The natural and intended inference from what precedes is that we demand too much of the schools—more than any schools could possibly do and do well. The result is that they are often blamed unreasonably, and that reasonable criticism is apt to be resented as unjust. There is wide-spread complaint of shortcomings—some even speak of the "failure" of popular education,—but the teachers reply with perfect truth that they are doing the best they can. The truth is, however, that there is more or less floundering due to multiplicity of aims, dispersion of effort, and the lack of a simple dominating principle by which to gage the relative importance of things. It is time for educationists to take sober thought and decide, if they can, what is on the whole the most valuable among the possible results of good schooling.
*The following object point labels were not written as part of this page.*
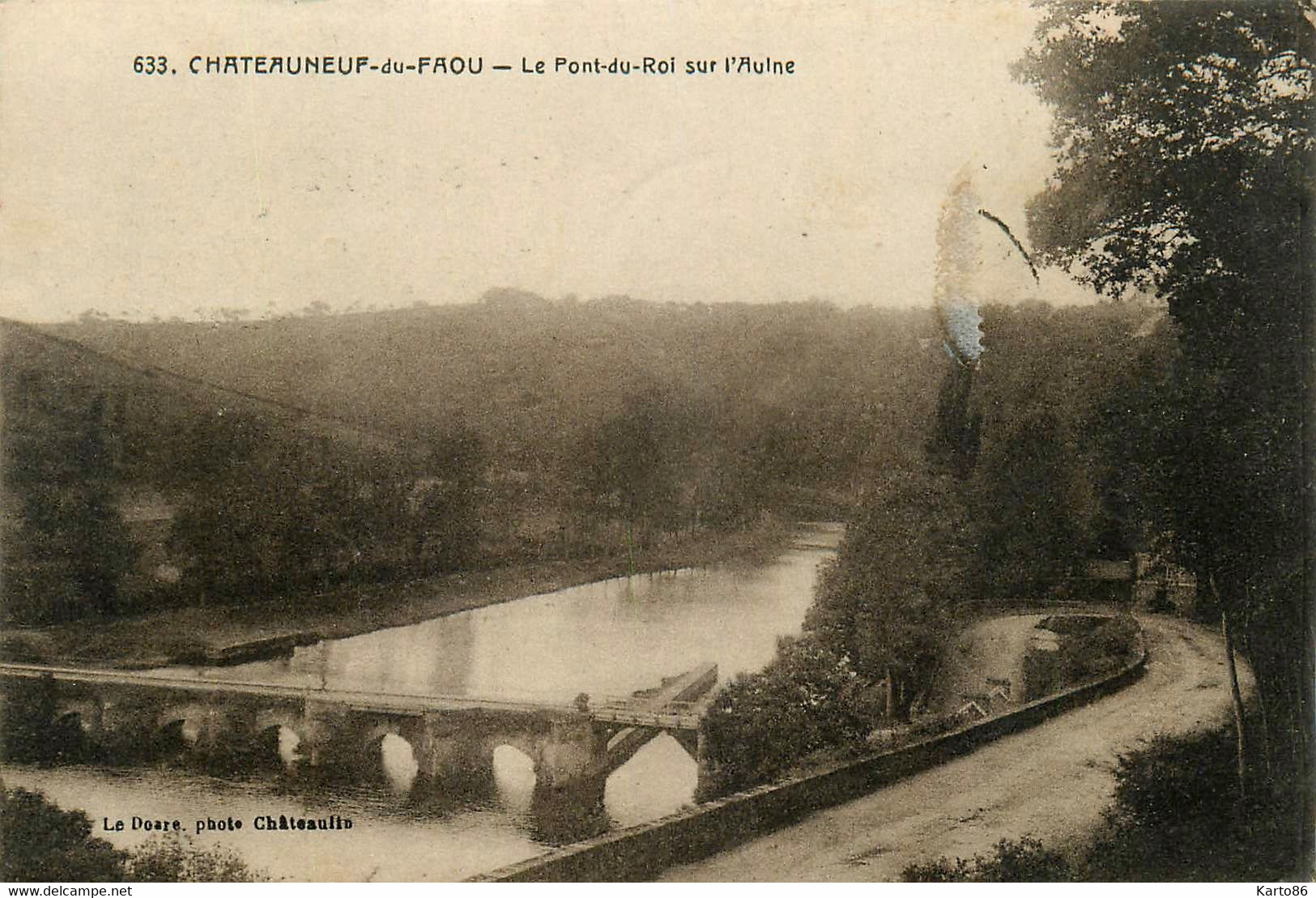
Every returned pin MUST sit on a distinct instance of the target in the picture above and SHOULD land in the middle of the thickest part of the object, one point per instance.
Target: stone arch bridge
(337, 732)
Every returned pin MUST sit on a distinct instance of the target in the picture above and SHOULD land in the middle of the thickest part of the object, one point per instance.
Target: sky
(179, 195)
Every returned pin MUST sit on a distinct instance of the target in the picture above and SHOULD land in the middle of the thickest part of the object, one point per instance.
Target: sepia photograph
(616, 441)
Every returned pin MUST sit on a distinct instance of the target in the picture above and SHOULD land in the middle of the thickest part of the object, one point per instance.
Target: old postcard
(688, 441)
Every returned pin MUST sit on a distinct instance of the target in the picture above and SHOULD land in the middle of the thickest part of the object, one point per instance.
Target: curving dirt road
(1050, 781)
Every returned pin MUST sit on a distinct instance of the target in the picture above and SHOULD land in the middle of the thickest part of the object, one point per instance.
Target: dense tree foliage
(1182, 134)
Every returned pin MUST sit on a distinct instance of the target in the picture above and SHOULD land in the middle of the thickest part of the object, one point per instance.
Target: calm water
(606, 639)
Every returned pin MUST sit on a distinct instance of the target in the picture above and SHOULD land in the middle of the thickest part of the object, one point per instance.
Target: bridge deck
(654, 710)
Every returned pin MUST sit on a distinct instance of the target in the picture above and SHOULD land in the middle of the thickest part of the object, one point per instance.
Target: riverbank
(229, 633)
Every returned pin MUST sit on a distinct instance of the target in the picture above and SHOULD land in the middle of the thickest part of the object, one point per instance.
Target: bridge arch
(515, 776)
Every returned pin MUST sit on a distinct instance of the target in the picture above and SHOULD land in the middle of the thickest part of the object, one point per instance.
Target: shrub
(175, 859)
(41, 841)
(806, 700)
(1011, 862)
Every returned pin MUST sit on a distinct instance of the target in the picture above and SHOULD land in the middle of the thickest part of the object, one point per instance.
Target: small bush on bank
(1011, 862)
(806, 700)
(172, 859)
(1175, 818)
(41, 841)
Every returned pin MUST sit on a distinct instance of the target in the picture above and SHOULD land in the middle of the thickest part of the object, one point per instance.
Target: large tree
(1181, 132)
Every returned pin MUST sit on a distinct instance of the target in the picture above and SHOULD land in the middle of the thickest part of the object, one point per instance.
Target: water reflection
(604, 639)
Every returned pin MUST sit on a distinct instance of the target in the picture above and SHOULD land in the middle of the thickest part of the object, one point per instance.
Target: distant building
(149, 517)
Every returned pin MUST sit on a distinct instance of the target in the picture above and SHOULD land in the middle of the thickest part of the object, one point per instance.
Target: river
(608, 637)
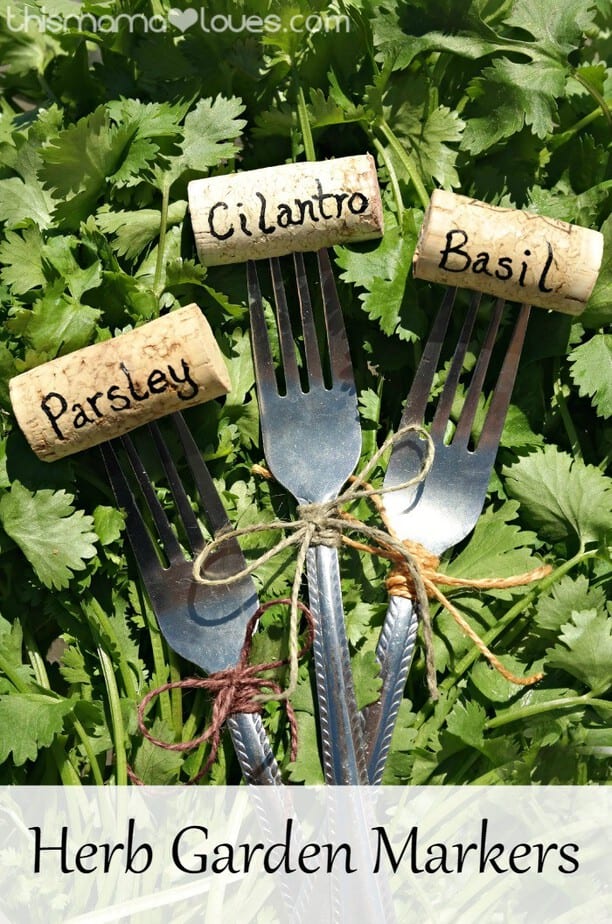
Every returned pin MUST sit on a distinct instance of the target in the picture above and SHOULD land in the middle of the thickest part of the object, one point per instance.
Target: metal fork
(312, 442)
(203, 623)
(440, 511)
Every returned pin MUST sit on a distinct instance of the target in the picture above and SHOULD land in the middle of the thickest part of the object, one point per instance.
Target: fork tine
(183, 505)
(311, 346)
(285, 335)
(262, 354)
(445, 403)
(418, 395)
(211, 502)
(137, 531)
(339, 353)
(169, 541)
(494, 423)
(470, 405)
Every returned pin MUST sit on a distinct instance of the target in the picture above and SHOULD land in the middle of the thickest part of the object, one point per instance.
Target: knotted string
(415, 574)
(238, 689)
(322, 524)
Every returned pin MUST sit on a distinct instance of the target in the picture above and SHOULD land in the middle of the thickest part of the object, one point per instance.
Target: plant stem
(114, 703)
(304, 123)
(92, 607)
(158, 284)
(559, 140)
(397, 195)
(89, 752)
(161, 668)
(451, 687)
(568, 423)
(566, 702)
(36, 660)
(67, 772)
(405, 159)
(11, 673)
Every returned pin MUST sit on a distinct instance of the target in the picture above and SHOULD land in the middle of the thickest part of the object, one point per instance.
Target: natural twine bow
(415, 573)
(238, 689)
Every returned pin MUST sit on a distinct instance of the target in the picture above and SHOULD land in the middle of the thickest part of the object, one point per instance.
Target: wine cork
(514, 254)
(104, 390)
(278, 210)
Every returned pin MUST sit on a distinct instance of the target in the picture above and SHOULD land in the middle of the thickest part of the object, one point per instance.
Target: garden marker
(513, 254)
(279, 210)
(104, 390)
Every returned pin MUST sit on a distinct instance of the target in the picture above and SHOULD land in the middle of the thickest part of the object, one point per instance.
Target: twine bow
(415, 572)
(236, 689)
(323, 524)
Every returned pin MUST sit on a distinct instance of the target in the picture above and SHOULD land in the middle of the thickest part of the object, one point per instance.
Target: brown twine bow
(401, 583)
(317, 524)
(415, 572)
(234, 689)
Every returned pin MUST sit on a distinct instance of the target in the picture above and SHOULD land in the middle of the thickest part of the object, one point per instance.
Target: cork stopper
(107, 389)
(280, 210)
(514, 254)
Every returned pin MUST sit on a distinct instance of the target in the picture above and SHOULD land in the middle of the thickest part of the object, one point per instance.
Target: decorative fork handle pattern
(253, 751)
(394, 653)
(344, 757)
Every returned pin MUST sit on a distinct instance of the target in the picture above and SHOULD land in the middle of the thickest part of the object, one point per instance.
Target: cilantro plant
(101, 129)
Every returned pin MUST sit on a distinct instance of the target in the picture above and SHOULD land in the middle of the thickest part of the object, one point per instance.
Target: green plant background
(505, 100)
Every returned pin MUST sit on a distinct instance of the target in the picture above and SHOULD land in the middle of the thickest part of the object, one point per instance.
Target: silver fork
(440, 511)
(312, 442)
(203, 623)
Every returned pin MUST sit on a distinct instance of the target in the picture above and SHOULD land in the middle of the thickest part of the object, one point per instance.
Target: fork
(203, 623)
(312, 442)
(443, 509)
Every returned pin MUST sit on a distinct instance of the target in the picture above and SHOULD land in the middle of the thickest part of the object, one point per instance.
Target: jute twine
(415, 573)
(236, 689)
If we could somehow reach a working agreement on that point, the path of wisdom would be tolerably clear: we should require our schools to drive hard at the particular thing deemed most essential, no matter how many smatterings might have to be thrown overboard. It were better for the nation to lose somewhat of its sublime faith in schooling, if by expecting less it might get a surer and more valuable return on its enormous investment. The best of teachers, in kindergarten, high school or university, can never give the best that is in him unless he has a fairly definite idea of what it is all for. Only then can he see the main issue in its proper relation to the side-issues of his routine. Let us then attack this question with holy boldness—somewhat in the spirit of a prudent householder considering what one thing would be best worth saving if his house should take fire.